Saturday, July 12, 2014

Maria Spear's Quilt: Fundraiser for Confederate Memorial


Silk Quilt made by the ladies of Fayetteville, North Carolina,
led by Maria L. Spear (1804-1881).
Collection of the Museum of the Confederacy, Richmond, Virginia
97" x 99"
1865-1867

Detail of the quilt
Maria L. Spear, born in England, is said to have drawn each of the black squares for the Fayetteville women to embroider.

Post-Civil-War women's groups worked to memorialize local soldiers. A quilt in the Museum of the Confederacy collection is well documented as a fundraiser to build the memorial at the Cross Creek Cemetery in Fayetteville, North Carolina. Ann Kyle headed the Fayetteville's Soldiers' Aid Association and determined to build a marble monument.
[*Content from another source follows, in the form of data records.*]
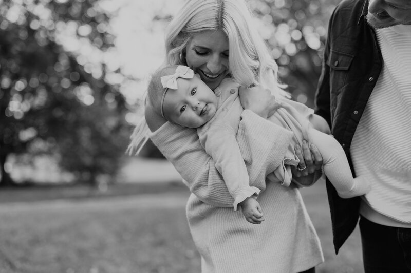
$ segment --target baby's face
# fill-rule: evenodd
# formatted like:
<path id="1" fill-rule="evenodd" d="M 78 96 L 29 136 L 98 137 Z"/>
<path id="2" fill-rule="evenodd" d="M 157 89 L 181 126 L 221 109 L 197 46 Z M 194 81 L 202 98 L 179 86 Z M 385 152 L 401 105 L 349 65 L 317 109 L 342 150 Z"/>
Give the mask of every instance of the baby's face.
<path id="1" fill-rule="evenodd" d="M 195 74 L 192 79 L 178 78 L 178 88 L 169 89 L 163 110 L 167 119 L 189 128 L 197 128 L 210 120 L 217 110 L 213 91 Z"/>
The Cross Creek memorial is North Carolina's first 
Confederate memorial,
according to Douglas J. Butler.
It was dedicated in December, 1868

Spear, a skilled needlewoman and teacher, volunteered to organize a quilt to be raffled for the cause. The women met every Friday afternoon to sew for months, but after Spear moved to Chapel Hill little work went on without her. After two years Spear lamented, "When I saw the Quilt this evening, I felt overwhelmed, how I am to get it done, I don't know."She finished it in six months and the ad below in the Fayetteville News described it as "elaborately embroidered...beautiful silken quilt of the richest and finest material."
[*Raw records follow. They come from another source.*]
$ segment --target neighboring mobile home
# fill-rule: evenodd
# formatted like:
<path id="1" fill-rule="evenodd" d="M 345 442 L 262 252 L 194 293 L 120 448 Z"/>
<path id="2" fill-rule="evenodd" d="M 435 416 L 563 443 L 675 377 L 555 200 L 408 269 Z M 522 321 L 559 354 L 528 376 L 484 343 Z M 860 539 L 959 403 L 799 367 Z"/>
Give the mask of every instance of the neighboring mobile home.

"The designs are all of a different pattern and worked, many of them, on a ground not exceeding a square inch; the colors are contrasted and blended with true artistic skill---beautiful sprays and bouquets of flowers and various emblematical designs combine to make up an article which for elegance of design, fineness of materials and superiority of execution has never been surpassed in this or any country...
The ladies acknowledge their indebtedness to the indefatigable industry and inexhaustible taste of Miss Maria L. Spear who invented the unique style of making up the quilt. She also invented and stamped all the beautiful and varied designs with which it is embellished."

The quilt raised $300 in dollar raffle tickets and was won by Martha Lewis who gave it to Jefferson Davis, former President of the Confederacy. After his death, Varina Davis donated it to the Museum.



Find the catalog page in the online quilt exhibit at the Museum of the Confederacy website here:
http://www.moc.org/exhibitions/museum-confederacys-quilts?mode=general
Load the exhibit and scroll through.

Read the story here in Douglas J. Butler's: North Carolina Civil War Monuments: An Illustrated History:

http://books.google.com/books?id=yyvmcMsNnB4C&pg=PA512&lpg=PA512&dq=maria+spear+fayetteville&source=bl&ots=uFVJWzvGso&sig=FztRgVlY4hg9VjDmM8ZWxMTDyDI&hl=en&sa=X&ei=bQK3U-bGGIOGyATfoYKYAg&ved=0CCMQ6AEwATgK#v=onepage&q=maria%20spear%20fayetteville&f=false

4 comments:

WoolenSails said...

That is an amazing quilt and so beautifully made. I can imagine the hours those ladies must have put into the quilt and without the modern machines we have now.

Debbie

Anonymous said...

I love reading the history in your blog posts! Thank you so much for taking the time to share these stories!

Unknown said...

Thank you for the extensive work on history uyou surely havedone to share the information with us that you share.

Being a daughter of the Confederacy, I am thankful to see tis wonderful quilt. Such a tragic and heart breaking time in our nation's history Barbara. It seems to be more real when we see average normal women were quilting then also.

Thanks again,
JulieinTN

Linda Christianson said...

It was well worth downloading the picture. Thank you for the link. I did learn that it is OK to piece when you do not have enough. the cost of fabric just seems to get higher and higher. We can see that these ladies knew how to use every inch. I am sure from fancy dresses of the time.